Chilean lawyers Carmen Hertz and Alfonso Insunza laid their charges after a US congressional investigation found that Riggs Bank, in Washington, DC, had ignored banking regulations to launder money between 1994 and 2002. The accounts held between four million and eight million dollars.
"Chilean justice must investigate however many crimes Pinochet has committed," Hertz said after entering the charges at Santiago's Court of Appeals.
"I have no prior indications to establish the origin of these accounts nor of the funds that were deposited in those accounts," lawyer Pablo Rodriguez admitted, after meeting other members of Pinochet's defence team.
"No one in Chile is above the law, Lagos said in New York after meeting UN Secretary General Kofi Annan.

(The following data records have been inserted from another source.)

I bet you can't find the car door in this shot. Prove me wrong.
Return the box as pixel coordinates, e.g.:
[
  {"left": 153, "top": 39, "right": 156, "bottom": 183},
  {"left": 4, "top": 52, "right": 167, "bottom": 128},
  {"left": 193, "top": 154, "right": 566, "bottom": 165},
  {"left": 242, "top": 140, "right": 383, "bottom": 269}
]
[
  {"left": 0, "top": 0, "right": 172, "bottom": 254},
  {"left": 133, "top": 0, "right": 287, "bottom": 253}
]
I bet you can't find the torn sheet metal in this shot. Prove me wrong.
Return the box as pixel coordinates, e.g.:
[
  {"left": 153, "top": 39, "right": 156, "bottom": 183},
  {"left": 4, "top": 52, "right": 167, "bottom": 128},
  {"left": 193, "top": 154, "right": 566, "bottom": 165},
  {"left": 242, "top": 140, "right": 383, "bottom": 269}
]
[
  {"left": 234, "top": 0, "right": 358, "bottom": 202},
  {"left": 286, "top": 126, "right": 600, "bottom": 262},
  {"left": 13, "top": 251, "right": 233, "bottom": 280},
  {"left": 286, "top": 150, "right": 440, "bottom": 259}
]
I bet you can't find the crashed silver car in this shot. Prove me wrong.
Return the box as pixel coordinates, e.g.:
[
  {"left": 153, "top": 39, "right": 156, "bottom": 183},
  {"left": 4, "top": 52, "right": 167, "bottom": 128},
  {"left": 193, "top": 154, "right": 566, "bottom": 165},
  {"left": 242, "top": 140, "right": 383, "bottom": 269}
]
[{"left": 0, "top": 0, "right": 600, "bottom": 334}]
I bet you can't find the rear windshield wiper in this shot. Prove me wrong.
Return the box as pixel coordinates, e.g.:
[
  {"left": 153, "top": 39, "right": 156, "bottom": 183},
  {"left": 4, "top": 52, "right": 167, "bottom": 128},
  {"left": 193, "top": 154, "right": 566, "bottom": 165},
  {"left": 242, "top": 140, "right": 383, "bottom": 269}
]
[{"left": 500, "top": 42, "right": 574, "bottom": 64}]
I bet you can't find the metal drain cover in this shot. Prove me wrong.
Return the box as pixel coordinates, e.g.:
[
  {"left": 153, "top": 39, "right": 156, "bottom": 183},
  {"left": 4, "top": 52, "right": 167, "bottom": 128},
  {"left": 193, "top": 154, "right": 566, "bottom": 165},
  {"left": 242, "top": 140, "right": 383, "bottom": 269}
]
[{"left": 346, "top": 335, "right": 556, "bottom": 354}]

Chile's State Defence Council announced Tuesday that it, too, would file unspecified charges against Pinochet.
The president of the council, which oversees the interests of the state, said earlier that it would investigate how a soldier could have amassed such a fortune, by examining the origins of Pinochet's money and whether Pinochet had defrauded the state or evaded taxes in the process.
"That money is donations and from his personal savings," Pinochet's son, Marco Antonio Pinochet, told local Radio Agricultura.
US President George W. Bush, as he met with Chilean President Ricardo Lagos in the White House Oval Office on Monday, promised a "full investigation" into whether Riggs discreetly helped Pinochet hide assets after his arrest in London, when in October 1998 Spanish judge Baltasar Garzon issued a warrant for his capture.
Hertz and Insunza are two of seven lawyers who four years ago brought charges against Pinochet for some of the more than 3,000 deaths officially recognised to have occurred during the military regime 1973-1990.
However, the case was closed in 2002 when Chile's Supreme Court found that Pinochet, now 88, suffered from "moderate" dementia rendering him unable to defend himself.
"Pinochet has committed crimes against the general interests of at least three countries: Chile, Spain and the United States and the crime of fraud against the families of the victims of his crimes that we take before Spanish courts," Hertz said.
Hertz's husband was killed soon after the military took power in 1973, the so-called "Caravan of Death" for which Pinochet had been charged but never faced trial, claiming dementia.
"This will affect how we see history," political scientist Patricio Navia told AFP.
"This clearly throws cold water on his backers' arguments that his transparency was the top virtue of his regime."
Pinochet owned only a small house and car before 1973, but 17 years later, held 11 properties in Chile, including apartments in beach tourist areas and houses in the best sections of Santiago.